The service papers of many men who served during the Great War were destroyed in a fire during World War 2. Many more remain only as fragments of odd pages. But Herbert's file remains pretty much intact at the National Archives and contains the graphic details of his deterioration over nearly three months, at a time before the invention of antibiotics.
He was one of the eight children of Thomas and Alice who, in 1901, were living at 23 Beech Road, Heaton Mersey. The Census taken that year records the children as being William (then 15), Hannah (13), Arthur (11), Herbert (9), Thomas Frederick (4) and Ethel (2). Edith was born about 1902 and Gertrude in 1906.
Before he enlisted into the army, at Manchester, on 3 September 1914, he worked as a gardener for Joseph Duckworth, "Highfield", Didsbury Road, Heaton Mersey. His enlistment papers show him to have been 5' 11" tall and weighing 150pounds. He had a dark complexion, grey eyes and dark brown hair.
After training, Herbert went on active service to France on 24 July 1915. On 10 March 1916, he received a gunshot wound in the back and was admitted to 62 Field Ambulance. This must have been comparatively minor as he was back on duty on the 15th with the Battalion's "C" Company.
The Battalion's War Diary for 17 October 1916, records them being at Corbie, in the rear of the Somme battlefield. It was a fine autumn day and, it was relatively quiet across the battlefield. The entry for the day reads "Six Other Ranks accidentally wounded in a bombing accident". A grenade had gone off wounding Herbert in the right shoulder. He was quickly admitted to the field hospital at 21 Casualty Clearing Station which was based at Corbie. After surgery there, he was transferred, on the 19th, to 8 General Hospital at Rouen.
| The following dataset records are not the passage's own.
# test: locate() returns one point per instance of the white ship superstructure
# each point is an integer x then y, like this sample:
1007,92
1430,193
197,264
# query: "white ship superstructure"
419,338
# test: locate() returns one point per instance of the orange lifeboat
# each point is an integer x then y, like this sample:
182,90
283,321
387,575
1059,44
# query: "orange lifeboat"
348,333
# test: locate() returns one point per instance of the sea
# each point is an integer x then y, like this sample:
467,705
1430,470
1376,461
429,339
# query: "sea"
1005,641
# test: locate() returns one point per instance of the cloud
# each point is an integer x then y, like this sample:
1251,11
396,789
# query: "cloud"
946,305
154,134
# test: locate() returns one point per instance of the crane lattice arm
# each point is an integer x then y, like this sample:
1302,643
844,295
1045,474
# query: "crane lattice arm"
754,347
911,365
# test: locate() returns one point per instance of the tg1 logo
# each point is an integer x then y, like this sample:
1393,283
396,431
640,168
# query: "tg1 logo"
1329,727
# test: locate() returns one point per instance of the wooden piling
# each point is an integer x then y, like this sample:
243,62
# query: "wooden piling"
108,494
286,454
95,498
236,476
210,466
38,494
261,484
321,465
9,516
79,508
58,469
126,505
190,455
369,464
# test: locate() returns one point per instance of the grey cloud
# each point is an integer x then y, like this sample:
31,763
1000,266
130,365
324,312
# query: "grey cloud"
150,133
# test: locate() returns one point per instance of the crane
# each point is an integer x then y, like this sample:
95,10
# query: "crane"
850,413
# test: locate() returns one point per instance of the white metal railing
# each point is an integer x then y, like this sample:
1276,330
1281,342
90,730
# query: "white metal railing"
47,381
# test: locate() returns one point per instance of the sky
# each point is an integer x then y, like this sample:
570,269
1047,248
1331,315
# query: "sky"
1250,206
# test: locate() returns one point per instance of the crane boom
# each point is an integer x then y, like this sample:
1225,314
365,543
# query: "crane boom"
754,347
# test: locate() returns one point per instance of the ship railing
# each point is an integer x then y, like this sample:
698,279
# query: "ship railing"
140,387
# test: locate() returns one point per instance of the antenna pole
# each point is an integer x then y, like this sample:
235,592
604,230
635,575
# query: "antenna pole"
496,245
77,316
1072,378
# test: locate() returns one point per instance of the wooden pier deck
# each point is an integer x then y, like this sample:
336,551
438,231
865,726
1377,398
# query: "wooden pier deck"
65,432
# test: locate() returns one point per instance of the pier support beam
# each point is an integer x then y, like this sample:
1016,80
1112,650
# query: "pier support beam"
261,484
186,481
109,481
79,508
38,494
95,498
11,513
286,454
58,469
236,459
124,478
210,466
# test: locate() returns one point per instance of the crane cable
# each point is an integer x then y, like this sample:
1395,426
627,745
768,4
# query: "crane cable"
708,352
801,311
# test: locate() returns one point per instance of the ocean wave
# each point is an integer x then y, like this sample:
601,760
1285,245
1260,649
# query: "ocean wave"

On 8 November, he was evacuated back to the UK being admitted to 3rd Scottish General Hospital in Glasgow.
His general condition was not good and, on 22 November, a large pyaemic abscess (septicaemia caused by pyogenic micro organisms in the blood, often resulting in the formation of multiple abscesses) had appeared under his left arm. This was drained under chloroform. The abscess contained nearly half a pint of pus. Two days later, another abscess in the right arm was drained. He improved slightly and, on 29 December, it was noted that the left arm had healed and the right arm was nearly healed. The next day, he was discharged to Hermitage House Auxiliary Hospital at Helensburgh and continued to make satisfactory progress until about 12 January. He then started to suffer from sickness, headache, raised temperature and he became semi-comatose. He improved a little and, by the 18th, was reasonably conscious. But he again relapsed and, by the 23rd, was comatose again. Cerebo-spinal fever was suspected and a lumbar puncture was performed on the 24th, when the infection was found due to staphylococci and streptococci. There was no evidence of cerebo-spinal fever and a diagnosis was made of septic meningitis. His condition continued to deteriorate until he died on 2 February.
The War Office would have paid for him to be buried in Glasgow, but the family found the money to bring him back to Stockport where he was buried, with full military honours, on 9 February.
His three brothers all served during the war and are believed to have survived. William was a regular soldier and a sergeant with the Royal Welsh Fusiliers; Fred and Alfred served with the Cheshire and Herefordshire Regiments respectively.
The Statham family had been living at 59 Vale Road, Heaton Mersey but, by 1920, Alice Statham is believed to have died and the family had moved to 548 Didsbury Road. William was at 55 Adelaide Road, London. Arthur, by then probably married, was living at 32 Spring Mount, Stockport. Annie, also probably married, was at 68 Northgate Road, Stockport.